BIRDING THE LUNE ESTUARY, THE FOREST OF BOWLAND AND BEYOND.

Thursday, 26 April 2018

D For Disaster.

Well, not really a disaster, that's just me being as dramatic as I can.  

I rarely gamble with the weather if I'm planning some birding, but on Tuesday I did just that and lost the gamble big time. Setting out on the coastal path route from Lancaster to Glasson Dock, only for it to be raining - and windy with it - within 30 minutes of the start at Aldcliffe, and was still doing so in the evening 8 hours later. 

As a result of all this, the birds stayed at home, which is what I should have done, but remarkably some birds did sing in the wet and windy gloom as I went on my way, and 6 Chiffchaff and 4 Blackcap did. The only bird I saw of any note on Freeman's Pools was a lone Goldeneye, 2 Jay were on the edge of Freeman's Wood, I don't recall the last time I saw two together if I ever did, and I counted 14 Blackbird along the way.

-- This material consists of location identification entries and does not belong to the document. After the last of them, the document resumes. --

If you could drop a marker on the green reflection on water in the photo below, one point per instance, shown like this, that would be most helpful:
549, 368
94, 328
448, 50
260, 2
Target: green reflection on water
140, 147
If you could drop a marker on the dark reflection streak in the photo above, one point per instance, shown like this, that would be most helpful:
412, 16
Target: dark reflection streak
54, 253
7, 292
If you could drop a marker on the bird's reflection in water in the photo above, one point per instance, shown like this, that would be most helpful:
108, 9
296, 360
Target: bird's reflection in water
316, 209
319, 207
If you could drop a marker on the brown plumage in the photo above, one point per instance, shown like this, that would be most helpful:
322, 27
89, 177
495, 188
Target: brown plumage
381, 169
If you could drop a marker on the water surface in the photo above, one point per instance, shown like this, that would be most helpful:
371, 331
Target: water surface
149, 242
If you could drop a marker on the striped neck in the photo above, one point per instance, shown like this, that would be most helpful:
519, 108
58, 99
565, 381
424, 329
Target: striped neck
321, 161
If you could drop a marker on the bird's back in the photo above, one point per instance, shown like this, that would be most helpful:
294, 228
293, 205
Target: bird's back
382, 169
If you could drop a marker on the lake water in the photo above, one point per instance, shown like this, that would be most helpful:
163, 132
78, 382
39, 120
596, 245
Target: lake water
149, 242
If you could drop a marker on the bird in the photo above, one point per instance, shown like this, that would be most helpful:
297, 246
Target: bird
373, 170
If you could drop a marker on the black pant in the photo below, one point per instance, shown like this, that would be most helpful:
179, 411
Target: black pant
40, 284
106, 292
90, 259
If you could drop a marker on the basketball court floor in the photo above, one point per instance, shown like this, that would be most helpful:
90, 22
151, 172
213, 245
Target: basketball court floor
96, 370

When I arrived at Glasson Dock, up to 40 Sand Martin were hawking over the canal basin as I clambered not a little soggy onto the bus for Lancaster.


Butterfly Revival 

I saw a butterfly on the wing on Tuesday, too brief to identify for certain, though I reckon a Peacock. If the weather continues at this time of the year and into the summer months as it did in 2017, the butterfly revival will again be in jeopardy.



The butterfly revival was dashed by wet and gloomy weather in 2017. Even though butterfly numbers were up on 2016, which was the fourth worst year on record, two declining species, the Grizzled Skipper and Grayling both had their worst ever year in 2017, recording their lowest numbers since records began. 


But it isn't just the butterflies....The once common Garden Tiger moth has seen it's number fall by a staggering 92% since the late 1960's, and many other moth species are struggling.

If your interest is such, you can read more results of a study of the UK Butterfly Monitoring Scheme Here 

2 comments:

Richard Pegler said...

The butterfly situation in 2017 looks like a story of 'ups' and 'downs', Pete, and is, nevertheless, worrying. I too fear that 2018 is not going to be any better. Although I saw Dingy Skipper in 2017 in a location it usually shares with Grizzled Skipper, I didn't see Grizzled Skipper. Weather hasn't been suitable to check this year when I've been available - it's 60 miles from home and needs promise of a full day of fine weather to justify the trip.

Best wishes - - - Richard

Pete Woodruff said...

Not a cat in hell's chance of a butterfly where I've been today Richard, and not one tomorrow either if the forecast is anything to go by.